Shigella spp. were most sensitive to the antibiotics CRO, CIP, and NAL, and the sensitivity did not vary much among species or strains; this finding is similar to the results reported by Fulla et al. (2005). Resistance to individual drugs varied among the three Shigella species, and this was especially true for AMP and CHL. All three Shigella species also exhibited a very high rate of resistance to TCY and SXT. A similar pattern of resistance has been reported in Pakistan, Turkey, India, and Nepal (Ayser and Guriz 1998; Fulla et al. 2005; Pazhani et al. 2005). We found significant differences in the antimicrobial susceptibility of S. flexneri and S. sonnei to AMP and CHL. Overall, S. flexneri was more frequently resistant to TCY, SXT, AMP, and CHL, alone or in combination, than was S. sonnei. A possible explanation is that infections due to S. sonnei are clinically less severe than infections due to the other Shigella species, making exposure to selective pressure from antibiotics less likely.

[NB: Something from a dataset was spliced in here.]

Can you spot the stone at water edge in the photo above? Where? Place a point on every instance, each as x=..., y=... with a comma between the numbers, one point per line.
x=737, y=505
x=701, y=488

These results strongly suggest that TCY and SXT can no longer be used to treat cases of severe diarrhoea and dysentery at HUSM. Although our sample size may not reflect the genuine spectrum of Shigella spp. in this part og Malaysia, our results are significant: To our knowledge, this study is the first to describe the prevalence of Shigella spp. and their antimicrobial resistance patterns in Northeastern Malaysia.

In conclusion, our study demonstrates that S. sonnei is currently the predominant species at HUSM. The antimicrobial resistance pattern suggests widespread resistance of Shigella to TCY and SXT. However, recommendations about antimicrobial treatment must be updated regularly based on surveillance results.